После трех неверных догадок (Афганистан, Ангола, Аргентина) Марк теряет интерес и признаёт, что не читает свежих газет («К тому же любой смотрит в будущее с понятным волнением»), А этот номер он купил только потому, что там было кое-что странное прямо на первой полосе.
Марк значительно постукивает по дате вверху, улыбается и ждет, пока его друг сообразит, в чем дело, но тот не соображает. Джон настаивает, что дата верна.
— Само собой! — следует язвительная реплика. — Да вот же! Гляди! Знаешь, как странно даты в газетах смотрятся в первые дни и недели января, — терпеливо, будто ребенку, объясняет Марк. — Как в научной фантастике, когда кто-нибудь путешествует во времени и обалдевает, увидев газету, оттого что год на ней стоит такой небывалый из такого далекого будущего? Так бывает в первые дни каждого года, да? Как в тысяча девятьсот девяностом. Больше не восемьдесят девятый, а? Или знаешь, как первые несколько чеков, которые выписываешь после Нового года — задумываешься, какой год ставить, и даже можешь по ошибке написать старый? Ну, посмотри теперь еще раз дату! — Марк громко хлопает по газете и присвистывает. — Это самое позднее в году, когда такое случалось. Ну то есть, уже июль, а у даты сегодня было это вот научно-фантастическое ощущение.
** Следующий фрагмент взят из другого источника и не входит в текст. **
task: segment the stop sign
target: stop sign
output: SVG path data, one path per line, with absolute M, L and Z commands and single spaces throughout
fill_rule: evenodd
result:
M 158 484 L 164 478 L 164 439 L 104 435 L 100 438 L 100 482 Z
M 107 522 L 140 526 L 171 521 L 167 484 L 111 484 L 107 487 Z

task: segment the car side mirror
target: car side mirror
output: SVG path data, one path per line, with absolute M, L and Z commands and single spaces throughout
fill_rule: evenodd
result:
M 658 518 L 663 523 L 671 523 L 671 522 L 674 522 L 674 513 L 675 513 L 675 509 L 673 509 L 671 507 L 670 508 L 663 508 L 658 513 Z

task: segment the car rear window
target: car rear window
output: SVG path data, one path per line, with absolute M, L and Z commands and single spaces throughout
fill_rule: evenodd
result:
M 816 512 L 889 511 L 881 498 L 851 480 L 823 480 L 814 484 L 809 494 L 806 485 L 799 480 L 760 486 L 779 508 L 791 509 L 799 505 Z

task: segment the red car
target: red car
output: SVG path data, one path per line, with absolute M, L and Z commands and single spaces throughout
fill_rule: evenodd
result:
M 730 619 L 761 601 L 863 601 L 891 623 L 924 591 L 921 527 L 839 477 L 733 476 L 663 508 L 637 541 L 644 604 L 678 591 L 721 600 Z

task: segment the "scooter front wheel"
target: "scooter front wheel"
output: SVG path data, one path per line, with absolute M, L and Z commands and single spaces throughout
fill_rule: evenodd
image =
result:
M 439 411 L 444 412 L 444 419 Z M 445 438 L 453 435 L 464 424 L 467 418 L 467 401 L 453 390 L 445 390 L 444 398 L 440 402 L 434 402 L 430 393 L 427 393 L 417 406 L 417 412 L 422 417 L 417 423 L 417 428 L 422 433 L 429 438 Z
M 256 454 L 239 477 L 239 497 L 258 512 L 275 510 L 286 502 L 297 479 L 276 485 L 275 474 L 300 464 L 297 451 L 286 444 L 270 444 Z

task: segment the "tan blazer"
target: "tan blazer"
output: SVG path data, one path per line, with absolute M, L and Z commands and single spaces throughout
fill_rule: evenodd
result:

Когда я увидел газету, я удивился — потому что даты стали, в принципе, обычными, где-то со второй или третьей недели января, но вот сегодня — а это было как раз перед тем, как граммофон окликнул меня с витрины, — я вижу эту газету и, типа, «14 июля 1990 года?» Дата выглядит диковато. Ну, я и купил ее как сувенир. Ведь это рекорд — все-таки уже июль. Такую газетку надо купить. Внукам показывать.